Dickerson wrote a book about her life, "Delayed Justice for Sale, " in 1998. She continued to practiced law until she was 91.

In addition to encouraging Butler to practice in Anchorage, she was a mentor to many other young attorneys, Butler said.

Dickerson often took clients who didn't have the means to pay, said Leroy Barker, the historian for the Alaska State Bar Association, who practiced law with Dickerson in the 1960s.

"I don't think anybody thought of her as a black woman lawyer, she was just a lawyer, " he said. "I think she worked very hard to get where she was, and she was a strong personality."

Joshua Wright, an Anchorage dentist, was a friend of Dickerson from the time she moved to Alaska. He remembered her as "a fighter."
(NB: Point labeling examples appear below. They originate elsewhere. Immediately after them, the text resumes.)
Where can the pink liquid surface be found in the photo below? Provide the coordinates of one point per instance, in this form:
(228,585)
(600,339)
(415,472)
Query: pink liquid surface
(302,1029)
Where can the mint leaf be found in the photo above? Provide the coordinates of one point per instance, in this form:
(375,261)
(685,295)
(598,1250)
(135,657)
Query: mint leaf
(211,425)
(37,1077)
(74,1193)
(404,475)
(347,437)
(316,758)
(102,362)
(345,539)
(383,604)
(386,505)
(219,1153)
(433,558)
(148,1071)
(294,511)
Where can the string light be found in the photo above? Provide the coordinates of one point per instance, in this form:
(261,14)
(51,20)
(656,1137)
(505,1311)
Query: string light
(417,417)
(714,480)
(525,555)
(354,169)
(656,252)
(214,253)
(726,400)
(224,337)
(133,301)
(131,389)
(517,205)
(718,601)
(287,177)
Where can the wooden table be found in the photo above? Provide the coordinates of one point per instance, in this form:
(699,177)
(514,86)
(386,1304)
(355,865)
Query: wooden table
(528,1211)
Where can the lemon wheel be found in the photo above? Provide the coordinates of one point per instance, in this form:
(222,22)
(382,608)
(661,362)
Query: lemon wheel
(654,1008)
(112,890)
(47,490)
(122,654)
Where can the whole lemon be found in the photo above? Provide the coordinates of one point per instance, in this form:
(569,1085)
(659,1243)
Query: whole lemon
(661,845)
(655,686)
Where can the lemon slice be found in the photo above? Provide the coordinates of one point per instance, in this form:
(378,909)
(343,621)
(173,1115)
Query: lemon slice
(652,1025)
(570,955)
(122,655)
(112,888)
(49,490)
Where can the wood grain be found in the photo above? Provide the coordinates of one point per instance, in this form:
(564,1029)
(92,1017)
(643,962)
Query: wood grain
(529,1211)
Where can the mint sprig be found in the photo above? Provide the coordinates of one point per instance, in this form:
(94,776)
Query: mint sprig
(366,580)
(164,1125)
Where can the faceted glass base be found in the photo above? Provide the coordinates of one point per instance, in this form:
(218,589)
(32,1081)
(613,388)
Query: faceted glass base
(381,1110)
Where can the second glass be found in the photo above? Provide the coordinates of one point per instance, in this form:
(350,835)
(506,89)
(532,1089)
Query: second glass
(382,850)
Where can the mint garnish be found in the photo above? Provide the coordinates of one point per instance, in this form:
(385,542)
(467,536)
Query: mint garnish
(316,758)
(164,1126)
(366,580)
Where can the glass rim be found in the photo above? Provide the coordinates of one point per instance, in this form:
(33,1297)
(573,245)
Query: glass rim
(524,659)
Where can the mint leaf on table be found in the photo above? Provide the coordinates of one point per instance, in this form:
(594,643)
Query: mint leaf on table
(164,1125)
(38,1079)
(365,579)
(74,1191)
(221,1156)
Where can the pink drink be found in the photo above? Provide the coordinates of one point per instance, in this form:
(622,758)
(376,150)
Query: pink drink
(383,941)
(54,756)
"When she was younger, oh, God, when she got on a roll, you better clear out the room, " he said, laughing.

He and his wife visited Dickerson over the weekend. She'd been lucid until a stroke a few weeks ago that left her without speech, he said. She responded to them in the room, he said, and when they left, she smiled and closed her eyes.

"That's our lasting picture of her, " he said.

Dickerson's legacy will be the way she overcame obstacles, giving back to the community, said Celeste Hodge, former local head of the National Association for the Advancement of Colored People, who now runs Mayor Mark Begich's office of equal opportunity.

"Once you know her story, especially as an African-American woman, you know that you are able to achieve anything, " Hodge said.

Dickerson will be buried on her land near her son, Alfred, who died in 1960. Sons John and Chris will attend a private Quaker graveside service today. A memorial will be held at a later date.